Rosa and I met in the kitchen of a restaurant we both hated. We spent two years cooking other people's food — food we didn't believe in — before we got tired of it and quit on the same day, which seemed like a sign.
We found the garage on Craigslist. It had a concrete floor, bad wiring, and a landlord who wanted to rent to anyone who would fix the roof. We fixed the roof. We opened four months later with eight tables, a used La Marzocca, and a menu written in chalk.
The first week we sold out of pastries by 8am every day and ran out of coffee by noon. We were wildly unprepared. Rosa's mother drove up from Bend and worked the counter for three weeks while we figured out the supply chain. We still owe her about six hundred dollars.

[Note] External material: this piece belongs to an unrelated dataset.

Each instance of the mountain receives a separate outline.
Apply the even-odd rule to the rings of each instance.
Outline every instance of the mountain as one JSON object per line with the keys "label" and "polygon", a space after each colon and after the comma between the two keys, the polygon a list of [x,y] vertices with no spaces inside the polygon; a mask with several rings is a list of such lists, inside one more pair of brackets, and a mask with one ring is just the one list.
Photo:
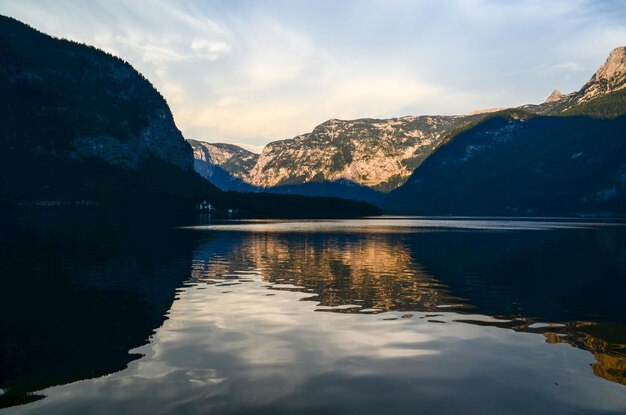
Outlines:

Since then not much has changed. The menu changes every two weeks. The coffee is still from Heart & Thorn, the roastery four miles up the road that we've worked with since before we opened. We still bake the kouign-amann at 5am. The table by the window is still the best seat in the house and is always taken by 8:15.
We added a dinner service in 2021 and cancelled it in 2022. Turns out we're a breakfast-and-lunch place. Some things you have to try to know.

Rosa & Tom.
Rosa handles the kitchen, the menu, and the relationships with farmers and suppliers. Tom handles coffee, operations, and the sourdough. They both handle the dishes. It's been working for nine years.